For locals in small villages scattered throughout Langtang National Park — which is immediately adjacent to Rasuwagadhi border and the OBOR projects along the highway — the development is largely seen as a potential for more business.
Temba Tamang, a lodge owner in Thulo Syabru of Rasuwa district, is happy to see the border open. “More and more tourists will come, good, (it’s a) very good thing,” he said.
Another local, hotel owner Cheki Sherpa in Laurebina goes to Kerung — the Nepalese name of “Jilong” –twice a year and gets goods like noodles and wool. “You know, here… nothing. Kerung is very near, very nice, the goods are cheaper than Kathmandu, so we buy there. We like Kerung,” said Sherpa. It usually takes her around two hours by motorbike to get to Jilong from Syabrubesi, a town 17 kilometers away from Rasuwagadhi.

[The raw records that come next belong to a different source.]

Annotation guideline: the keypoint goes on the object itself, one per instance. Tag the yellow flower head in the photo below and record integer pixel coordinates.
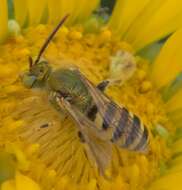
(40, 146)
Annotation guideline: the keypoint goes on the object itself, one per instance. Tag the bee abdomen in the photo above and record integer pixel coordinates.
(130, 132)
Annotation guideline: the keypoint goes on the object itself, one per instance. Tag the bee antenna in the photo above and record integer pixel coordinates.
(30, 61)
(45, 45)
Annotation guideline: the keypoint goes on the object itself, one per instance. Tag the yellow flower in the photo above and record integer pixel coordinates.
(53, 157)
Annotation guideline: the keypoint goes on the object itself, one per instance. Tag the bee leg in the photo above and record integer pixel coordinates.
(81, 137)
(108, 82)
(103, 85)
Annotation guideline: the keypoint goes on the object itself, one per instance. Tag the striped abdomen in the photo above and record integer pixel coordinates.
(127, 129)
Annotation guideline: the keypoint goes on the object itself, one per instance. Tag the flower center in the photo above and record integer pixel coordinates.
(60, 152)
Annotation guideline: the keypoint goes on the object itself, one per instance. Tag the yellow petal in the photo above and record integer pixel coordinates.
(124, 14)
(3, 20)
(86, 8)
(171, 181)
(77, 9)
(36, 10)
(8, 185)
(21, 11)
(175, 104)
(158, 19)
(168, 64)
(23, 182)
(54, 11)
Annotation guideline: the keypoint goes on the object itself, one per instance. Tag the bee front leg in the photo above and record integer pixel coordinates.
(53, 100)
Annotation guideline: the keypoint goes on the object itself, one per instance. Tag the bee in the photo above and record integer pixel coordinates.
(100, 121)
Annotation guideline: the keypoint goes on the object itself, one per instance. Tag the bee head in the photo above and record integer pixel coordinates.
(37, 74)
(39, 69)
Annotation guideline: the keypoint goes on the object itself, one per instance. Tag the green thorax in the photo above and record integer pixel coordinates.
(68, 83)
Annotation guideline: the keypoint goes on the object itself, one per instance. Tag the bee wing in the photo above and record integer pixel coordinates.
(101, 101)
(107, 108)
(99, 149)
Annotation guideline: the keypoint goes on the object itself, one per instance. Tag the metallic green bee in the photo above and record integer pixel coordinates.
(100, 121)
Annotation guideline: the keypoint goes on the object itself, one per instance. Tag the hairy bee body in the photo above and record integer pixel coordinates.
(100, 121)
(121, 126)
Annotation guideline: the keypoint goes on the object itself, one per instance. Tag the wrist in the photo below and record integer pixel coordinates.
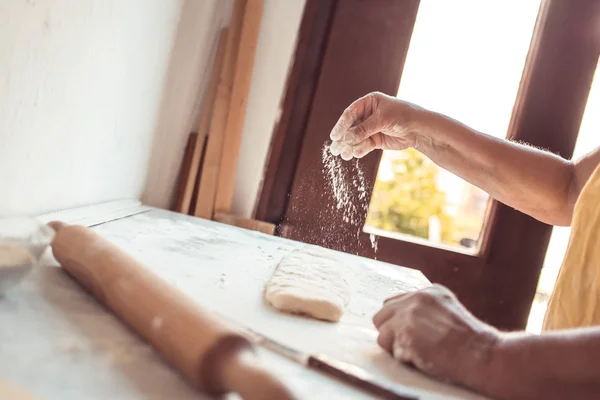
(424, 129)
(497, 379)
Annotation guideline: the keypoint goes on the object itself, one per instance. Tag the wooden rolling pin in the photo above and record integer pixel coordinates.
(213, 356)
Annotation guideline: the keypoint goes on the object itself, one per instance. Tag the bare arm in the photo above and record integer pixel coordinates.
(554, 365)
(433, 331)
(536, 182)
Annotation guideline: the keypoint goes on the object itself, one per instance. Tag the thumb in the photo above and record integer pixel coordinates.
(362, 131)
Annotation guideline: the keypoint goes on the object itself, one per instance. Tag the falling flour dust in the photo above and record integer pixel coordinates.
(349, 192)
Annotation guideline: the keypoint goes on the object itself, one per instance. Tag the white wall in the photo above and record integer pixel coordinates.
(191, 63)
(81, 83)
(97, 97)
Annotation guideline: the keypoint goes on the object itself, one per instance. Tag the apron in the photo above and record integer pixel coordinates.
(575, 301)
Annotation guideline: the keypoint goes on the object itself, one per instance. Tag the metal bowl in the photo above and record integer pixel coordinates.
(23, 240)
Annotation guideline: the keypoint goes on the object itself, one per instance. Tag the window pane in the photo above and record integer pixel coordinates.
(465, 60)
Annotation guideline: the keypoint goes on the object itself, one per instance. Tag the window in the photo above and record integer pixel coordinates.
(462, 62)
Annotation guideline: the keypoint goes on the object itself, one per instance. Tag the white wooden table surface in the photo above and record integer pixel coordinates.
(58, 343)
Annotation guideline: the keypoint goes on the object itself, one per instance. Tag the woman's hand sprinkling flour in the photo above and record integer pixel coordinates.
(376, 121)
(431, 330)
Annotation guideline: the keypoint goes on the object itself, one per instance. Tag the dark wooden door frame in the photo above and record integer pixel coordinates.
(288, 136)
(498, 285)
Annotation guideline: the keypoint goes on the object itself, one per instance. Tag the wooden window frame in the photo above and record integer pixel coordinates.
(499, 283)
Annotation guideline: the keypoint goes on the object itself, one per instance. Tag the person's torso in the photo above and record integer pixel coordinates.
(575, 301)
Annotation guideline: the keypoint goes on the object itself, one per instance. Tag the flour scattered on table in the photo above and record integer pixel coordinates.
(312, 282)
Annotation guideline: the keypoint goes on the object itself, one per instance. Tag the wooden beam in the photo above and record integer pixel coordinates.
(212, 161)
(192, 178)
(238, 103)
(184, 173)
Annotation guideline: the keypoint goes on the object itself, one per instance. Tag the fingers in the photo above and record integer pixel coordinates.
(349, 117)
(382, 316)
(386, 338)
(364, 130)
(336, 148)
(397, 297)
(364, 148)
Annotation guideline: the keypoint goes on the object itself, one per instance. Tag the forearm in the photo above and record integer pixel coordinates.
(533, 181)
(557, 365)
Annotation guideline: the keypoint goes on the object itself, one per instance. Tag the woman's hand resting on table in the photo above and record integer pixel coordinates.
(431, 330)
(377, 121)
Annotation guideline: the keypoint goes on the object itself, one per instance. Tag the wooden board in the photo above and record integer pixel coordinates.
(237, 108)
(75, 349)
(184, 173)
(192, 179)
(245, 223)
(212, 160)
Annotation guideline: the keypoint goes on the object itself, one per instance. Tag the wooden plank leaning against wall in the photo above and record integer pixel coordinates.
(499, 282)
(208, 171)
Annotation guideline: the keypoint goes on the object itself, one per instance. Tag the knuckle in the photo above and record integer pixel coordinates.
(425, 298)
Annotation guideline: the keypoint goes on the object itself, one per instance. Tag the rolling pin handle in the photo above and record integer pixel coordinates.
(57, 225)
(232, 366)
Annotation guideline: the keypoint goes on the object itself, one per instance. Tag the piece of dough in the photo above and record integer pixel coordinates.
(310, 281)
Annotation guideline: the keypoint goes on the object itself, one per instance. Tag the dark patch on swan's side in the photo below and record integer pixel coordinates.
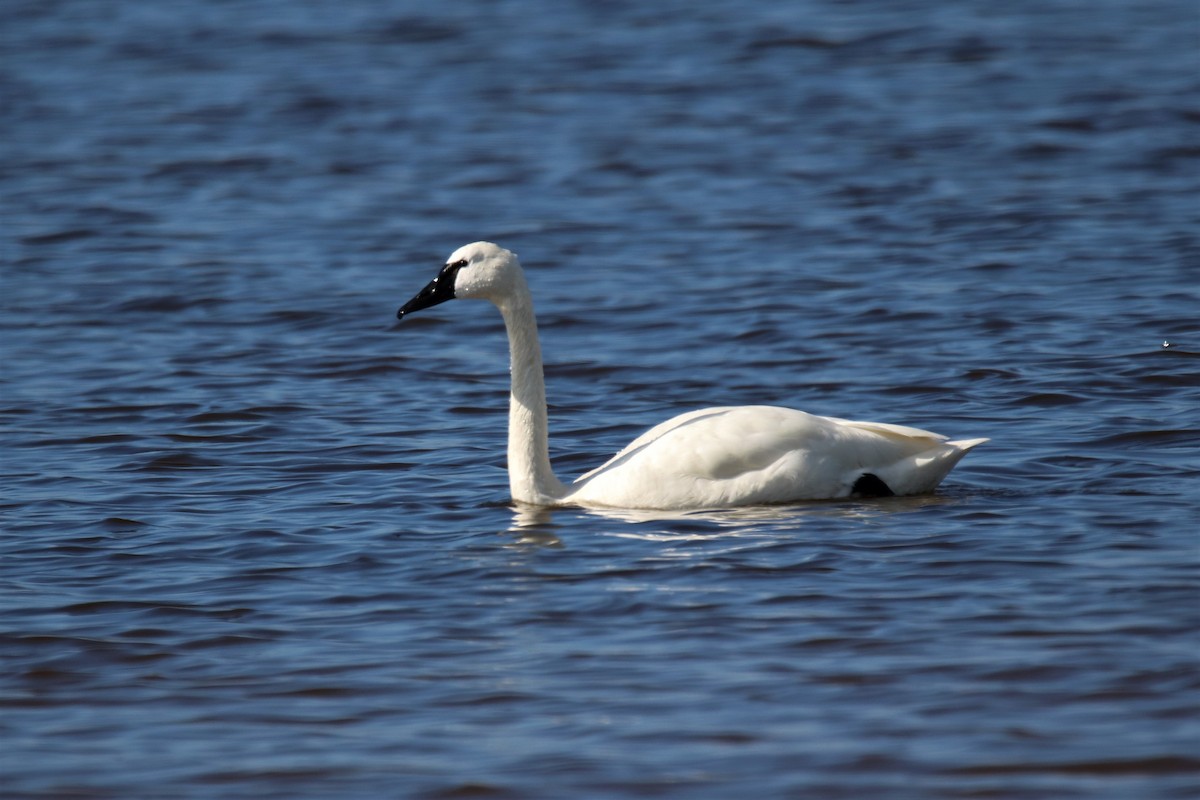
(871, 486)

For Tempa Sonam, who runs a hotel in Gosaikunda, the newly-opened border is a chance to get to know another culture. “I will go there to buy some souvenirs from China for my family. I like to visit China and experience a different culture,” he said. However, he sometimes feels upset because guards from Chinese side and people in Jilong town “don’t feel like speaking English”, which makes it hard for him to “express feelings and make friends with Chinese”.
Talking about the road from Syabrubesi to Jilong, Sonam said it’s bumpy, but he believes the road will be better, because “both Nepal and China need it.”

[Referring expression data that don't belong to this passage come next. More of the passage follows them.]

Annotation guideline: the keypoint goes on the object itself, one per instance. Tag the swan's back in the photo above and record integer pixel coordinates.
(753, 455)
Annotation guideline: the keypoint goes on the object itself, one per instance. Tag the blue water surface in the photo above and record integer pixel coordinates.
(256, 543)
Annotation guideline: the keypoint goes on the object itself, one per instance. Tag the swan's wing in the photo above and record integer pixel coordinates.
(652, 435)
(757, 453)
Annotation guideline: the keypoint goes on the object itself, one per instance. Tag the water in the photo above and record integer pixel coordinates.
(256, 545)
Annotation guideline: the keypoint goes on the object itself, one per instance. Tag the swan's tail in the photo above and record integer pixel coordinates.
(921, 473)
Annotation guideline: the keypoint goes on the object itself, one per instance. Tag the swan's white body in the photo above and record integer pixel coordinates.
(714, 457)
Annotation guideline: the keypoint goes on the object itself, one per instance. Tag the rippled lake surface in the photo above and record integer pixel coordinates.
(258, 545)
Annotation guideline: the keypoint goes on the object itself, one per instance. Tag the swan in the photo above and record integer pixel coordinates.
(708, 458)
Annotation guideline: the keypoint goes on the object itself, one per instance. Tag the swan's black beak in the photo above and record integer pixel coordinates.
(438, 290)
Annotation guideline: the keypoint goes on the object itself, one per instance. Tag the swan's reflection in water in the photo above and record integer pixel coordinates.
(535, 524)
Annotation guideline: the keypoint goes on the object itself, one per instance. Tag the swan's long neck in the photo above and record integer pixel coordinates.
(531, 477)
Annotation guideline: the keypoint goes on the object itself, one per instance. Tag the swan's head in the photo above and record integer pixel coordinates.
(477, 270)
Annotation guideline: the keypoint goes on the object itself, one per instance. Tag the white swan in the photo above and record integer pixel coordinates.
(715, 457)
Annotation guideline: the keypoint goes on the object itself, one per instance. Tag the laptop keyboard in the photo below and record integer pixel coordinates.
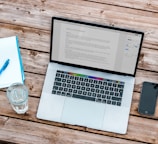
(88, 87)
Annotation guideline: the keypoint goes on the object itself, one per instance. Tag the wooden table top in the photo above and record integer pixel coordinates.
(31, 22)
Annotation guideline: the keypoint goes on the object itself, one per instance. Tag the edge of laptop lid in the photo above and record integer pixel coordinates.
(97, 26)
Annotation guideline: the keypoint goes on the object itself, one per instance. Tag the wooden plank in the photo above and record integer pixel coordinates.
(25, 132)
(148, 5)
(139, 128)
(34, 83)
(38, 16)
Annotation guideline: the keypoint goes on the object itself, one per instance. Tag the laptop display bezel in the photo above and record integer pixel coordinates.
(96, 25)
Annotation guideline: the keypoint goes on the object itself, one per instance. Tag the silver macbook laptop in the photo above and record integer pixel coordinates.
(90, 76)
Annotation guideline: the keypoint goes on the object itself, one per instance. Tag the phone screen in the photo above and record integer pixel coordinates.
(148, 98)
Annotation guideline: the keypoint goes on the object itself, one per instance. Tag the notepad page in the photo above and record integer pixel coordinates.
(9, 50)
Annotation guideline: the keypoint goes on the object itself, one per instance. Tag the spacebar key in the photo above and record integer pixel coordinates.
(83, 97)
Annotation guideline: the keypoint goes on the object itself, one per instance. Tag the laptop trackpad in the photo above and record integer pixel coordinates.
(83, 112)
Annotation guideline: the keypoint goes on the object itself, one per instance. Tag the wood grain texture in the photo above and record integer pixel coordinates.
(134, 128)
(26, 132)
(147, 5)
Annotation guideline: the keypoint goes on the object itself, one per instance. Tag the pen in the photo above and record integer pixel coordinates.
(4, 66)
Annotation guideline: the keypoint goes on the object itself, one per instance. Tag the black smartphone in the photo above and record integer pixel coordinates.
(148, 98)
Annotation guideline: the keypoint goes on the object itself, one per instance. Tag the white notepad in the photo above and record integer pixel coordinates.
(9, 49)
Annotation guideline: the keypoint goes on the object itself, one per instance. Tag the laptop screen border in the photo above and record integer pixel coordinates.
(97, 25)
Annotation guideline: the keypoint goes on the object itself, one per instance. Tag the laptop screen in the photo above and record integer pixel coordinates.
(95, 46)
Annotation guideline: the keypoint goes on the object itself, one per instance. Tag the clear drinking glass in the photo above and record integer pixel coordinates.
(17, 95)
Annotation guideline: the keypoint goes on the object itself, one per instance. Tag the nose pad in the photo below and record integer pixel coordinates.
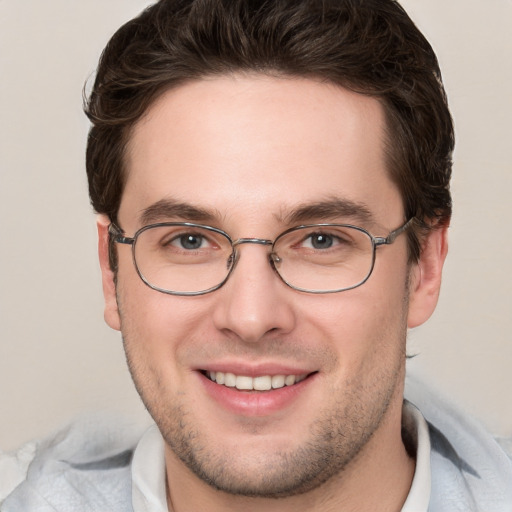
(275, 259)
(232, 260)
(252, 304)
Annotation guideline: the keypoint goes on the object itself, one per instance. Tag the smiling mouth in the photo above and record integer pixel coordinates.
(260, 383)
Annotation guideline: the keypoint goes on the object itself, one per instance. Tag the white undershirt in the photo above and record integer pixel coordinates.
(148, 468)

The roads in the area are often little more than muddy, one-lane tracks. From Kathmandu to Dhunche, a mid-point from Kathmandu to Rasuwagadhi, even 4X4 vehicles and army-type transport trucks got mired in the mud–at a time when many trucks were coming at them from the opposite direction on the narrow road. Next to the road, a few construction workers were working on the steep, muddy side of the mountain, not wearing helmets, gloves or vests, and breaking up rocks on a foggy, cold morning. It’s likely what the Syaburbesi-Rasuwagadhi road looked like before undergoing reconstruction.
The Syabrubesi-Rasuwagadhi road, the 17-kilometer long, 5-meter wide road that links Rasuwa to Jilong, came into formal operation in 2012. The total cost was Rs 1.59 billion ($24.58 million USD) with grant assistance from China government. In May of this year, China agreed to upgrade the single lane Syabrubesi-Rasuwagadhi road to a two-lane road.
On top of the road and railway, China is also building a dry port at Timure. Urgen Tshering Tamang, the chairman of the Rasuwa trucking association, said there are 12-1300 trucks that operate on the road currently, but after the dry port is completed, the number of trucks could reach 5,000.
At least one expert back in Kathmandu points out that in addition to the infrastructure Belt and Road projects bring, communication is key in the linkages envisioned by the initiative.
“We are going to bring railway train by 2020, there will be fantastic roads and thousands of trucks going every day. The important thing is how do you really make a plan and cooperate with your neighbor,” said Ramesh Bhushal, executive board member of the Nepal Forum of Environmental Journalists and a reporter who’s covered the area extensively.